Due to its unique features, it is considered by some researchers as an ultimate exploratory multivariate technique that is capable of revealing hidden patterns of interrelations between variables that cannot be uncovered by any other technique. This statement may be an exaggeration, however. Also, it must be admitted that Chernoff Faces is a method that is difficult to use, and it requires a great deal of experimentation with the assignment of variables to facial features.
Standardization of Values
Except for unusual cases when you intend for the icons to reflect the global differences in ranges of values between the selected variables, the values of the variables should be standardized once to assure within-icon compatibility of value ranges. For example, because the largest value sets the global scaling reference point for the icons, then if there are variables that are in a range of much smaller order, they may not appear in the icon at all, e.g., in a star plot, the rays that represent them will be too short to be visible. See the Icon Plots dialog for more information on the standardization options available for this type of graph.
Applications
Icon plots are generally applicable 1) to situations where you want to find systematic patterns or clusters of observations, and 2) when you want to explore possible complex relationships between several variables. The first type of application is similar to cluster analysis; that is, it can be used to classify observations.

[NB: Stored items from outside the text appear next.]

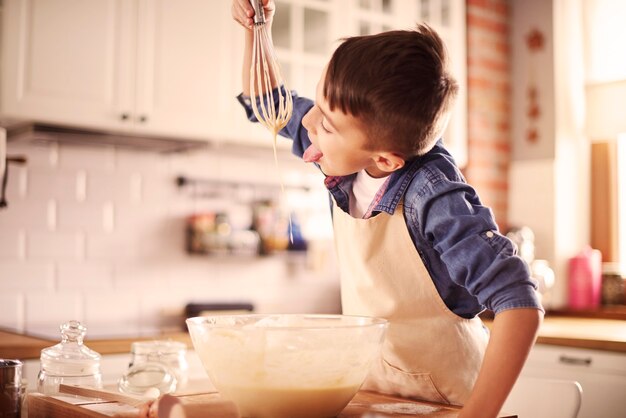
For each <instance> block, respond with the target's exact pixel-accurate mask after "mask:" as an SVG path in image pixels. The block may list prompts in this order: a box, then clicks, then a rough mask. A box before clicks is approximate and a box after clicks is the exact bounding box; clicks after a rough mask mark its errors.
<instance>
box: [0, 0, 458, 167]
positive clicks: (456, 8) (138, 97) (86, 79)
mask: <svg viewBox="0 0 626 418" xmlns="http://www.w3.org/2000/svg"><path fill="white" fill-rule="evenodd" d="M3 8H4V10H3V15H4V16H3V37H2V38H3V45H2V48H3V59H2V62H3V64H2V65H3V67H2V102H1V103H0V105H1V111H2V113H3V114H5V115H7V116H15V117H23V118H28V119H34V120H38V121H43V122H51V123H59V124H70V125H76V126H84V127H90V128H101V129H110V130H114V131H120V130H121V131H130V132H134V133H139V134H150V135H163V136H170V137H181V138H190V139H194V138H197V139H208V140H213V141H223V142H234V143H244V144H253V145H257V146H258V145H261V146H267V147H271V146H272V138H271V137H270V134H269V133H268V132H267V131H266V130H264V129H263V128H262V127H261V126H259V125H258V124H251V123H248V122H247V120H246V118H245V115H244V112H243V110H242V109H241V106H240V105H239V104H238V103H237V102H236V100H235V96H236V95H237V94H238V93H239V92H240V91H241V71H242V64H241V63H242V54H243V29H242V28H241V27H240V26H239V25H237V24H236V23H235V22H234V21H233V20H232V19H231V16H230V2H229V1H227V0H219V1H207V0H177V1H168V0H5V1H4V4H3ZM464 14H465V3H464V1H462V0H413V1H410V0H277V14H276V17H275V22H274V26H273V36H274V40H275V44H276V53H277V56H278V59H279V62H280V65H281V67H282V70H283V73H284V77H285V79H286V81H287V84H288V86H289V87H290V88H292V89H295V90H297V91H298V93H299V94H300V95H302V96H307V97H311V98H313V97H314V95H315V87H316V85H317V82H318V80H319V77H320V75H321V71H322V69H323V67H324V65H325V64H326V63H327V62H328V59H329V58H330V55H331V53H332V51H333V49H334V48H335V47H336V46H337V45H338V43H339V41H340V39H341V38H342V37H345V36H350V35H358V34H366V33H374V32H378V31H381V30H387V29H392V28H409V27H412V26H414V24H415V22H417V21H422V20H426V21H428V22H430V23H431V24H432V25H433V26H434V27H436V28H437V29H438V30H439V31H440V32H441V34H442V36H443V37H444V39H445V40H446V42H448V49H449V50H450V52H451V55H452V58H453V59H452V62H453V66H454V69H453V71H454V72H455V74H456V75H457V77H458V79H459V80H460V81H461V84H462V85H463V84H464V83H463V80H464V79H465V72H464V68H465V20H464ZM464 97H465V96H464V89H463V88H462V89H461V97H460V98H459V100H458V102H457V103H458V107H457V109H456V110H455V114H454V116H453V119H452V122H451V125H450V129H449V131H448V133H447V134H446V139H447V142H448V145H449V146H450V147H451V149H452V151H453V152H454V154H455V156H457V159H458V161H459V162H460V163H461V164H462V163H463V162H464V155H465V154H464V147H463V144H464V143H465V131H464V126H465V122H464V120H465V99H464ZM278 143H279V144H280V145H282V146H283V147H288V146H289V141H285V140H282V141H281V140H279V141H278Z"/></svg>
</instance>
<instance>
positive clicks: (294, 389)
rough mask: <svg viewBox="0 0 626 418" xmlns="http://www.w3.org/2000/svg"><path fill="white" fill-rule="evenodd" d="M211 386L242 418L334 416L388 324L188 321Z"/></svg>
mask: <svg viewBox="0 0 626 418" xmlns="http://www.w3.org/2000/svg"><path fill="white" fill-rule="evenodd" d="M187 327H188V328H189V333H190V335H191V339H192V342H193V346H194V349H195V351H196V353H198V355H199V357H200V360H201V361H202V364H203V366H204V368H205V369H206V372H207V374H208V375H209V378H210V379H211V382H212V383H213V385H215V387H216V388H217V390H218V391H219V392H220V393H221V394H222V395H223V396H224V397H225V398H227V399H230V400H232V401H233V402H234V403H235V404H236V405H237V407H238V408H239V412H240V414H241V415H242V416H243V417H247V418H293V417H299V418H322V417H334V416H336V415H338V414H339V413H340V412H341V410H342V409H343V408H345V406H346V405H347V404H348V403H349V402H350V400H351V399H352V398H353V397H354V395H355V394H356V393H357V391H358V390H359V387H360V386H361V384H362V383H363V381H364V380H365V377H366V376H367V374H368V371H369V368H370V365H371V364H372V362H373V361H374V359H376V358H377V357H378V356H379V355H380V350H381V348H382V342H383V339H384V335H385V331H386V329H387V321H386V320H385V319H380V318H370V317H364V316H346V315H299V314H287V315H254V314H251V315H224V316H221V315H220V316H204V317H196V318H189V319H187Z"/></svg>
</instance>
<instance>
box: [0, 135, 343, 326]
mask: <svg viewBox="0 0 626 418" xmlns="http://www.w3.org/2000/svg"><path fill="white" fill-rule="evenodd" d="M8 151H9V154H10V155H25V156H26V157H27V158H28V164H27V165H26V166H21V167H20V166H11V167H10V173H9V183H8V190H7V192H8V195H7V198H8V201H9V207H8V209H5V210H1V211H0V289H2V290H1V291H0V326H4V327H10V328H15V329H18V330H26V331H29V330H30V331H34V332H39V331H45V332H46V333H47V332H52V333H54V332H56V330H57V329H58V325H59V324H61V323H62V322H65V321H67V320H69V319H78V320H80V321H83V322H84V323H85V324H86V325H87V327H88V328H89V329H90V330H91V331H92V332H97V333H101V334H102V333H106V332H109V331H111V332H113V333H116V332H115V330H111V326H116V327H119V329H118V331H120V330H123V331H124V332H127V331H128V332H132V330H133V329H136V330H142V329H151V328H152V327H154V326H160V325H163V324H164V323H167V322H168V321H169V322H171V321H172V320H171V319H168V316H170V315H173V314H177V313H178V312H179V311H180V310H181V309H182V308H183V307H184V305H185V304H186V303H187V302H190V301H210V302H218V301H224V302H229V301H250V302H253V303H254V304H255V306H256V308H257V310H258V311H259V312H334V311H337V310H338V309H339V290H338V284H337V278H336V274H335V270H334V262H333V254H334V253H333V251H334V250H333V246H332V242H331V241H330V238H329V237H330V215H329V209H328V198H327V194H326V191H325V189H324V187H323V185H322V177H321V174H319V173H318V172H317V170H315V169H314V168H313V167H310V166H305V165H304V164H303V163H302V162H301V161H299V160H296V159H295V157H292V156H290V155H288V154H284V155H283V154H281V155H279V158H280V160H279V161H280V164H281V169H282V172H283V175H284V178H285V182H286V183H287V184H292V183H294V182H297V183H300V184H306V185H310V186H311V187H312V188H313V189H312V191H311V192H309V193H306V194H305V195H306V196H305V198H304V199H302V198H301V199H297V200H298V201H304V202H306V204H307V207H300V208H297V211H298V213H300V214H302V215H303V218H304V220H308V221H309V222H313V223H314V228H316V231H314V232H315V233H316V236H317V237H318V238H319V240H318V241H316V242H315V243H313V244H317V245H314V248H313V250H312V251H309V259H308V260H305V261H302V262H298V261H293V260H291V262H290V261H289V260H290V259H286V258H284V257H280V256H272V257H265V258H245V257H244V258H228V257H226V258H224V257H216V256H214V257H210V256H189V255H187V254H186V253H185V251H184V226H185V218H186V217H187V216H188V215H191V214H192V213H194V212H196V211H202V210H210V209H216V208H219V207H223V208H226V209H233V208H234V207H235V206H236V208H237V209H238V212H237V213H240V214H241V213H244V214H245V213H246V208H247V206H246V204H245V202H244V203H241V202H240V203H236V201H235V203H234V201H233V200H230V199H228V198H225V199H203V198H195V197H192V196H191V195H190V194H189V193H186V192H184V191H181V190H180V189H178V188H177V187H176V186H175V181H174V180H175V177H176V176H178V175H181V174H184V175H188V176H197V177H201V178H213V179H223V180H243V181H250V179H258V180H259V181H264V182H272V183H275V184H278V179H277V175H276V168H275V166H274V161H273V157H272V154H271V150H261V151H259V150H256V151H245V150H240V151H237V150H235V151H229V152H227V151H226V150H223V149H219V148H218V149H214V150H209V151H196V152H192V153H188V154H182V155H178V154H174V155H160V154H155V153H151V152H137V151H128V150H119V149H117V150H116V149H113V148H101V147H100V148H98V147H77V146H73V147H70V146H55V145H46V146H38V145H17V144H15V143H10V144H9V147H8ZM276 190H278V188H277V189H276ZM288 193H289V192H288ZM301 193H302V192H301ZM288 197H289V196H288ZM292 200H293V199H292ZM305 227H306V225H305ZM325 231H327V232H325ZM305 232H310V233H311V235H313V233H312V232H313V231H311V230H310V228H309V230H308V231H305ZM324 237H326V240H325V239H324ZM307 261H308V264H307ZM307 265H308V266H309V267H307ZM311 266H312V267H311ZM105 324H106V328H105ZM50 330H52V331H50Z"/></svg>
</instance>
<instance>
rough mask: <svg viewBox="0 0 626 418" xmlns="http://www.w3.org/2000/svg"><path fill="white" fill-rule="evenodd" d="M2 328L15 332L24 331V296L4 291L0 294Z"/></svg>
mask: <svg viewBox="0 0 626 418" xmlns="http://www.w3.org/2000/svg"><path fill="white" fill-rule="evenodd" d="M0 318H2V326H4V327H7V328H11V329H14V330H17V331H23V330H24V294H22V293H20V292H13V291H9V290H4V291H3V292H2V294H0Z"/></svg>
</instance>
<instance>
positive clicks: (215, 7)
mask: <svg viewBox="0 0 626 418" xmlns="http://www.w3.org/2000/svg"><path fill="white" fill-rule="evenodd" d="M229 16H230V2H227V1H206V0H177V1H170V0H139V25H138V32H137V33H138V48H137V58H138V59H137V63H138V71H137V83H136V98H137V99H136V106H135V111H134V112H133V118H134V123H135V129H138V130H140V131H142V132H151V133H157V134H165V135H168V136H177V137H189V138H201V139H219V137H220V136H221V135H222V134H223V131H224V129H227V125H228V124H227V119H228V118H227V112H226V110H225V101H226V100H231V101H234V100H235V99H234V97H235V94H236V93H235V92H233V91H231V88H230V87H231V84H232V82H231V80H232V77H233V74H232V73H233V72H234V71H236V70H234V69H233V68H232V67H231V66H230V65H228V64H226V65H225V63H226V62H228V57H229V53H230V52H229V48H232V45H233V42H234V41H233V40H231V38H230V37H229V36H225V30H226V28H227V26H226V25H227V24H230V20H232V19H229ZM242 45H243V44H242ZM237 74H240V72H239V71H237Z"/></svg>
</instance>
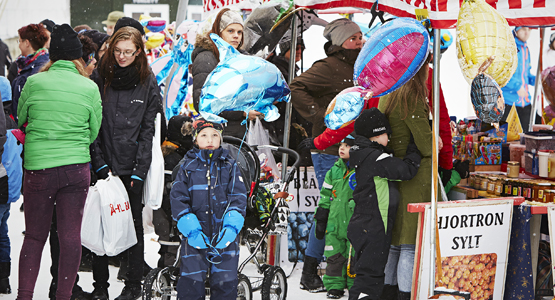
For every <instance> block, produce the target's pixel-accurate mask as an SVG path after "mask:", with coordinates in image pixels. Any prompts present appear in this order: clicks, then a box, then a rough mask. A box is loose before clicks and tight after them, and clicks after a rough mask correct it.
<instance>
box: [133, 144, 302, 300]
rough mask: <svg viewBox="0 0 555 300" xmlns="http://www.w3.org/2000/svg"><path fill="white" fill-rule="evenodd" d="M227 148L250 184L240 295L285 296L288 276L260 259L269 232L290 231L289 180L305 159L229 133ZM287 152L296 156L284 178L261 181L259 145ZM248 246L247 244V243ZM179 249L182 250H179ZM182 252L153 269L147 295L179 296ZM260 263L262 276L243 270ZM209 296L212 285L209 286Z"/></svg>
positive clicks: (289, 149)
mask: <svg viewBox="0 0 555 300" xmlns="http://www.w3.org/2000/svg"><path fill="white" fill-rule="evenodd" d="M223 141H224V143H223V144H222V147H223V148H226V149H228V150H229V152H230V154H231V156H232V157H234V158H235V160H236V161H237V165H238V166H239V167H240V170H241V173H242V176H243V178H245V179H247V180H245V185H246V187H247V192H248V197H247V215H246V217H245V225H244V226H243V229H242V230H241V233H240V237H239V238H240V241H241V245H246V246H247V247H246V248H247V249H248V251H249V252H250V255H249V256H248V257H247V258H246V259H245V260H244V261H243V262H242V263H240V264H239V268H238V270H237V273H238V274H237V275H238V282H237V299H238V300H239V299H241V300H251V299H252V293H253V291H256V290H260V292H261V296H262V300H270V299H272V300H285V299H286V296H287V277H286V276H285V272H284V271H283V269H281V268H280V267H278V266H271V265H268V264H265V263H264V262H262V263H260V262H259V260H261V258H262V257H265V255H260V254H264V251H265V250H266V243H265V239H266V237H267V236H268V235H269V234H276V233H277V234H286V233H287V219H288V215H289V208H288V206H287V203H286V198H287V196H288V195H289V194H288V193H287V190H288V186H289V183H290V182H291V180H293V177H294V173H295V170H296V169H297V168H298V167H299V165H300V163H301V161H300V157H299V155H298V154H297V152H295V151H293V150H291V149H288V148H283V147H275V146H270V145H259V146H250V145H248V144H247V143H244V142H243V141H242V140H241V139H238V138H234V137H229V136H225V137H224V139H223ZM264 148H266V149H271V150H272V151H276V152H280V153H287V154H288V155H290V156H291V157H293V158H294V159H295V163H294V164H293V167H292V168H290V170H289V171H288V172H287V174H286V175H285V176H284V178H283V180H282V181H281V182H272V183H261V182H260V162H259V159H258V156H257V154H256V152H255V151H256V150H258V149H264ZM243 249H244V247H243ZM178 253H180V252H179V251H178ZM179 257H180V256H179V255H178V256H177V259H176V261H175V263H174V264H173V266H169V267H165V268H156V269H153V270H152V271H150V273H149V274H148V275H147V277H146V278H145V281H144V285H143V298H142V299H144V300H150V299H163V300H170V299H177V281H178V279H179V276H180V273H179V267H180V259H179ZM251 261H252V262H253V263H254V264H255V265H256V268H257V272H258V274H260V276H256V277H254V276H252V277H248V276H246V275H244V274H242V273H241V272H242V271H243V269H244V268H245V266H246V265H247V264H248V263H249V262H251ZM207 296H209V289H207Z"/></svg>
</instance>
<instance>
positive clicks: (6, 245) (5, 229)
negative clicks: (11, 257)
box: [0, 203, 11, 262]
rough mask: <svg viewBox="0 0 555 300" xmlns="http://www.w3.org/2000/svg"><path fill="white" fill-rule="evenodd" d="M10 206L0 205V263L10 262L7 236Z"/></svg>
mask: <svg viewBox="0 0 555 300" xmlns="http://www.w3.org/2000/svg"><path fill="white" fill-rule="evenodd" d="M10 205H11V204H10V203H7V204H0V262H10V237H9V236H8V217H9V216H10Z"/></svg>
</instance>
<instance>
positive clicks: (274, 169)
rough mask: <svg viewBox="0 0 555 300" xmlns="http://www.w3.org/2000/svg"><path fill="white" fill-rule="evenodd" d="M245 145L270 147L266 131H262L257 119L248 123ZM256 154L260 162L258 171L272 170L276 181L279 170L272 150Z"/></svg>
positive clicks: (267, 150) (256, 118)
mask: <svg viewBox="0 0 555 300" xmlns="http://www.w3.org/2000/svg"><path fill="white" fill-rule="evenodd" d="M247 144H249V145H270V139H269V137H268V131H267V130H266V129H264V126H263V125H262V122H260V119H259V118H256V120H255V121H254V122H253V121H250V126H249V131H248V134H247ZM256 153H257V154H258V159H259V160H260V169H261V170H264V169H265V167H269V168H271V169H272V175H274V176H275V178H276V179H279V177H280V172H281V170H279V169H278V167H277V164H276V161H275V159H274V155H273V154H272V150H270V149H262V150H258V151H256Z"/></svg>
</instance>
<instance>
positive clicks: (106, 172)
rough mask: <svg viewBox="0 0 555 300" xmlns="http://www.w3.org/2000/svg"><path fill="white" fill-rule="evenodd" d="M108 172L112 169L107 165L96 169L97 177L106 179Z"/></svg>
mask: <svg viewBox="0 0 555 300" xmlns="http://www.w3.org/2000/svg"><path fill="white" fill-rule="evenodd" d="M108 172H110V169H109V168H108V166H107V165H104V166H103V167H102V168H100V169H98V170H97V171H96V177H97V178H98V179H106V178H108Z"/></svg>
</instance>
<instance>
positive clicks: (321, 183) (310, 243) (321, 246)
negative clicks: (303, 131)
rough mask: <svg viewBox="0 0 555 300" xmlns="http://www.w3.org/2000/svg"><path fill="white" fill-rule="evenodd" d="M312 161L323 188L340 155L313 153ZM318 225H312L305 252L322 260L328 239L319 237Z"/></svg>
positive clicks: (320, 183) (315, 172) (320, 259)
mask: <svg viewBox="0 0 555 300" xmlns="http://www.w3.org/2000/svg"><path fill="white" fill-rule="evenodd" d="M311 156H312V163H313V164H314V173H315V174H316V180H317V181H318V188H322V185H323V184H324V179H325V178H326V173H327V172H328V171H329V170H330V169H331V167H333V164H335V162H336V161H337V159H338V158H339V156H336V155H331V154H322V153H312V154H311ZM315 230H316V226H311V227H310V234H309V236H308V245H307V246H306V250H305V252H304V254H305V256H310V257H314V258H316V259H317V260H318V262H321V261H322V260H323V259H324V247H325V246H326V239H321V240H319V239H317V238H316V235H315V234H314V231H315Z"/></svg>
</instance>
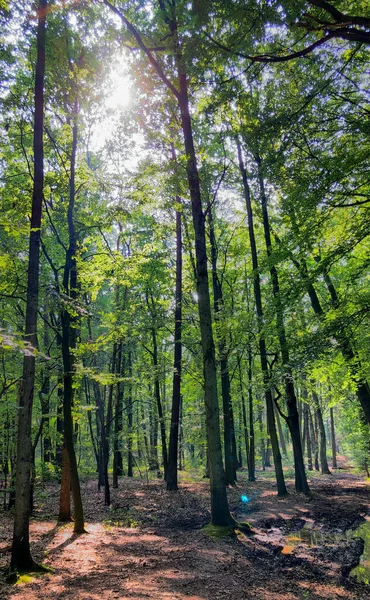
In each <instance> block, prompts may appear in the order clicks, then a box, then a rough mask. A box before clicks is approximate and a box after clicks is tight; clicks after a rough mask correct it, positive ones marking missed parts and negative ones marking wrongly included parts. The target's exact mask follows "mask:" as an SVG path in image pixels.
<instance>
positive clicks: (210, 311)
mask: <svg viewBox="0 0 370 600" xmlns="http://www.w3.org/2000/svg"><path fill="white" fill-rule="evenodd" d="M176 63H177V69H178V78H179V84H180V95H179V107H180V111H181V123H182V131H183V134H184V144H185V153H186V157H187V162H186V173H187V177H188V184H189V192H190V198H191V206H192V215H193V226H194V233H195V256H196V270H197V294H198V313H199V325H200V333H201V344H202V354H203V372H204V387H205V406H206V429H207V446H208V456H209V472H210V487H211V520H212V523H213V525H222V526H227V525H231V524H233V522H234V521H233V519H232V517H231V515H230V511H229V505H228V501H227V496H226V486H225V473H224V469H223V464H222V452H221V435H220V418H219V408H218V395H217V373H216V359H215V346H214V340H213V332H212V315H211V300H210V295H209V287H208V266H207V249H206V236H205V216H204V213H203V210H202V200H201V192H200V181H199V174H198V168H197V161H196V155H195V149H194V142H193V131H192V124H191V118H190V111H189V100H188V83H187V76H186V73H185V69H184V62H183V59H182V56H181V52H180V49H179V48H177V52H176Z"/></svg>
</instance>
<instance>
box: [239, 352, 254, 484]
mask: <svg viewBox="0 0 370 600" xmlns="http://www.w3.org/2000/svg"><path fill="white" fill-rule="evenodd" d="M238 370H239V385H240V404H241V413H242V419H243V431H244V444H245V455H246V457H247V466H248V478H249V481H254V480H253V479H251V478H250V477H251V464H252V461H251V458H250V450H251V448H250V438H249V433H248V424H247V410H246V407H245V398H244V393H243V377H242V369H241V361H240V356H239V355H238ZM249 391H250V390H249V389H248V392H249ZM253 451H254V449H253Z"/></svg>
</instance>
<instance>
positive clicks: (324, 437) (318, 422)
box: [312, 392, 331, 475]
mask: <svg viewBox="0 0 370 600" xmlns="http://www.w3.org/2000/svg"><path fill="white" fill-rule="evenodd" d="M312 399H313V401H314V404H315V407H316V414H317V423H318V426H319V432H320V463H321V473H322V474H323V475H330V474H331V473H330V471H329V465H328V459H327V455H326V434H325V426H324V421H323V418H322V411H321V406H320V401H319V398H318V395H317V394H316V392H312Z"/></svg>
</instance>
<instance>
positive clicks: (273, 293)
mask: <svg viewBox="0 0 370 600" xmlns="http://www.w3.org/2000/svg"><path fill="white" fill-rule="evenodd" d="M255 160H256V163H257V168H258V181H259V187H260V195H261V208H262V218H263V228H264V234H265V242H266V250H267V255H268V256H269V257H271V255H272V244H271V232H270V222H269V215H268V207H267V195H266V192H265V184H264V180H263V173H262V163H261V159H260V157H259V156H256V157H255ZM270 275H271V283H272V290H273V294H274V299H275V309H276V325H277V333H278V338H279V344H280V351H281V357H282V362H283V368H284V373H285V374H284V387H285V397H286V403H287V408H288V418H287V422H288V427H289V431H290V435H291V438H292V443H293V454H294V469H295V488H296V490H297V492H303V493H304V494H309V492H310V489H309V487H308V483H307V477H306V471H305V466H304V460H303V451H302V443H301V434H300V428H299V415H298V410H297V398H296V394H295V389H294V383H293V377H292V374H291V368H290V364H289V363H290V358H289V346H288V341H287V337H286V332H285V324H284V314H283V307H282V304H281V298H280V287H279V277H278V272H277V270H276V267H275V266H274V265H273V264H272V265H271V266H270Z"/></svg>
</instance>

For example, suppose you studied the personalities of artists, and you recorded the scores for several artists on a number of personality questionnaires. The icon plot may help you determine whether there are natural clusters of artists distinguished by particular patterns of scores on different questionnaires (e.g., you may find that some artists are very creative, undisciplined, and independent, while a second group is particularly intelligent, disciplined, and concerned with publicly acknowledged success).
The second type of application (the exploration of relationships between several variables) is more similar to factor analysis; that is, it can be used to detect which variables tend to "go together." For example, suppose you were studying the structure of people's perception of cars. Several subjects completed detailed questionnaires rating different cars on numerous dimensions. In the data file, the average ratings on each dimension (entered as the variables) for each car (entered as cases or observations) are recorded.
When you now study the Chernoff faces (each face representing the perceptions for one car), it may occur to you that smiling faces tend to have big ears; if price was assigned to the amount of smile and acceleration to the size of ears, then this "discovery" means that fast cars are more expensive. This, of course, is only a simple example; in real-life exploratory data analyses, non-obvious complex relationships between variables may become apparent.